Les mandats des universités sont généralement peu contraignants, permettant le libre accès.
Modèle exemplaire en Belgique: seuls les articles en libre accès sont considérés (pas le C.V., pas les articles derrière des murs payants).
Les mandats sont plus forts que les cultures disciplinaires, selon les mandats des organismes subventionnaires (les chimistes ne publieront pas spontanément en libre accès, mais lorsque leur financement l’impose, ils vont le faire). Les politiques qui ont des dents peuvent faire changer les comportements.
En Europe, il y a le Plan S: regroupement d’organismes subventionnaires qui veulent promouvoir le libre accès, mais de manière «juste» (fair), se réapproprier les moyens de diffusion sans tomber sous le joug des grands éditeurs.
- pas d’embargo, disponible immédiatement (ou après 12 mois, compromis)
- les droits demeurent aux auteurs (pas cédés aux éditeurs)
- frais de publication transparents (ce pour quoi on paie). Souvent c’est complètement opaque avec les grands éditeurs.
- APC payés par institutions ou organismes, pas individus
- les revues hybrides ne sont pas supportées
- respect des politiques doit être monitoré, il faut mettre en place des mécanismes de suivi (conséquences: enlever des fonds).
Aujourd’hui, environ un article sur deux est disponible en libre accès.
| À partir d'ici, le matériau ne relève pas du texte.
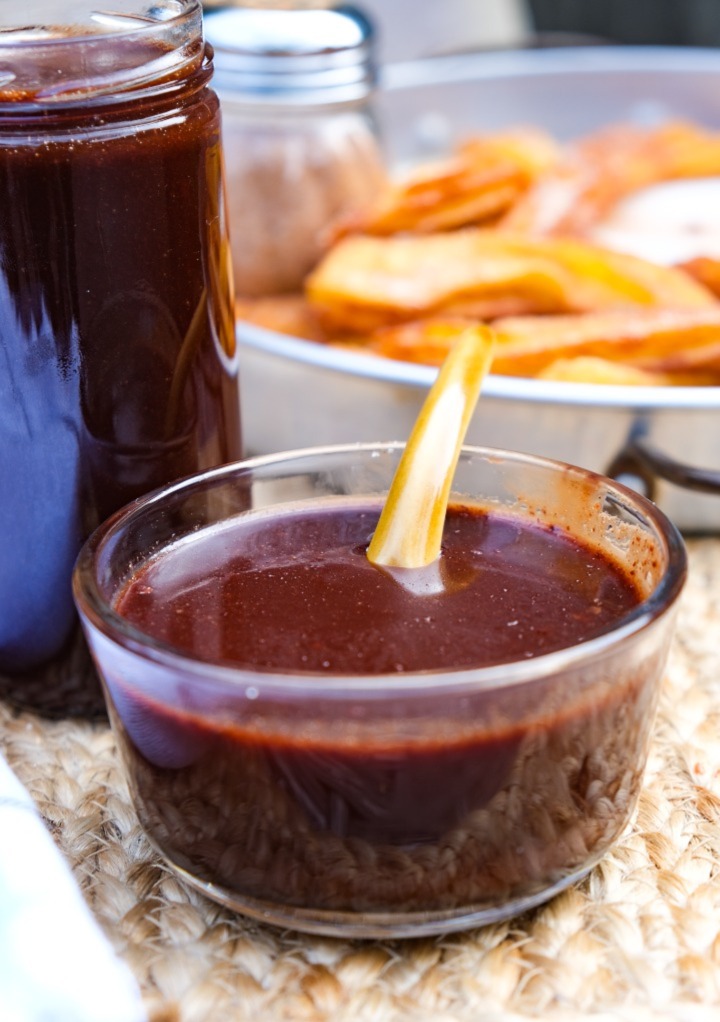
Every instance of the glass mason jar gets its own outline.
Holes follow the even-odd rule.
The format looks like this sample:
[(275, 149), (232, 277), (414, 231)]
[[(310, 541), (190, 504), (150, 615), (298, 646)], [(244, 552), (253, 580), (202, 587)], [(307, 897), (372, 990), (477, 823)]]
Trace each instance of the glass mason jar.
[(87, 712), (83, 541), (240, 454), (220, 106), (199, 0), (0, 28), (0, 688)]
[(223, 105), (236, 291), (299, 291), (333, 226), (386, 184), (373, 27), (345, 5), (226, 6), (208, 11), (205, 34)]

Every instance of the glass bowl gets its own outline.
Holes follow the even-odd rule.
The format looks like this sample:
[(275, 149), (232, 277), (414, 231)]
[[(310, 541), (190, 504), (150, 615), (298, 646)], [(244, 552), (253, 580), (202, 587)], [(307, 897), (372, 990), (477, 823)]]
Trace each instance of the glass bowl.
[(75, 571), (149, 838), (210, 897), (297, 930), (419, 936), (520, 913), (592, 868), (641, 783), (684, 547), (653, 504), (584, 469), (465, 448), (453, 483), (464, 503), (564, 529), (636, 579), (641, 602), (568, 648), (479, 668), (288, 673), (180, 652), (114, 609), (139, 567), (198, 530), (384, 495), (401, 451), (290, 452), (182, 480), (105, 522)]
Le libre accès permet aux pays en développement d’avoir accès au savoir (faute de fonds pour s’abonner aux revues payantes, qui sont déjà très chères pour les institutions occidentales).
Pour avoir un impact global, le libre accès est un incontournable.
Il y a donc un avantage individuel (on sera davantage lu et cité et trouvé).
Altmétriques
Mesures alternatives, qui ne sont pas des mesures de citation, mais plutôt des traces comme les liens sur YouTube, les médias sociaux, les téléchargements PDF ou HTML, etc.
C’est une approche très inductive: on constate un phénomène, il y a des données, il y a peut-être quelque chose à faire (pas toujours, mais parfois oui).
Les altmétriques sont intéressantes tant pour auteur (voir qui parle de nous) que pour lecteur·trices (quelle discussion globale entourant un article, un chercheur)?
Rapport au passé
On s’intéresse à des périodes toujousr un peu plus loin dans le passé (relativement au présent).
Rôle des revues
Le numérique a chamboulé plusieurs choses.
Les revues n’ont plus le monopole sur les publicatoins scientifiques, ni sur les réseaux sociaux.
L’archive peut se faire sur des dépôts institutionnels/publics (plus exclusivement les éditeurs).
La revue joue encore un rôle social, c’est le vecteur de capital symbolique le plus important.
Tant que l’octroi du capital symbolique et du capital symbolique seront liés, il va y avoir des problèmes.
Faire comme les physiciens? (Majorité d’articles sur arXiv) Faire confiance à la communauté scientifique (pas de révision par les pairs n’est pas synonyme d’absence de qualité).